KÜRESEL ısınmanın boş gezenin boş kalfalarının hobisi olmadığı artık kesinleşti. Binlerce bilim insanından oluşan büyük bir kalabalık, “0 noktasına” yaklaşmakta olduğumuzu söylüyor.
Yani iklim değişiminin tedrici bir seyir izlemekten çıkıp ani iklim değişimi evresine ulaşmamıza az kaldı.

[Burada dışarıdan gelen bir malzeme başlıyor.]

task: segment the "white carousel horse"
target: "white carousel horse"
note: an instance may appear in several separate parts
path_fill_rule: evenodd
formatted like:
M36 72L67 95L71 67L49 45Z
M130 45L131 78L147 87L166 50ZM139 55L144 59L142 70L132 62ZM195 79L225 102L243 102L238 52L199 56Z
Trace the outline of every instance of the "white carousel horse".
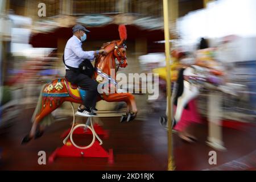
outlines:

Dünyanın sıcaklığı 1800’den bu yana 0.8 derece arttı. Bilim insanları sıcaklığın 2 derece artması halinde ani iklim değişiminin başlayacağını söylüyorlar. Yani 1.3 derecelik bir artış geri dönülmez sonuçlarla karşılaşmamıza yol açabilir. 200 yılda dünya ısısının 0.8 derece artmış olması 1.3 derece artışın 400 yılda gerçekleşeceği anlamına gelmiyor. Gelmiyor çünkü dünyada artık çok daha fazla sera gazı salımı var.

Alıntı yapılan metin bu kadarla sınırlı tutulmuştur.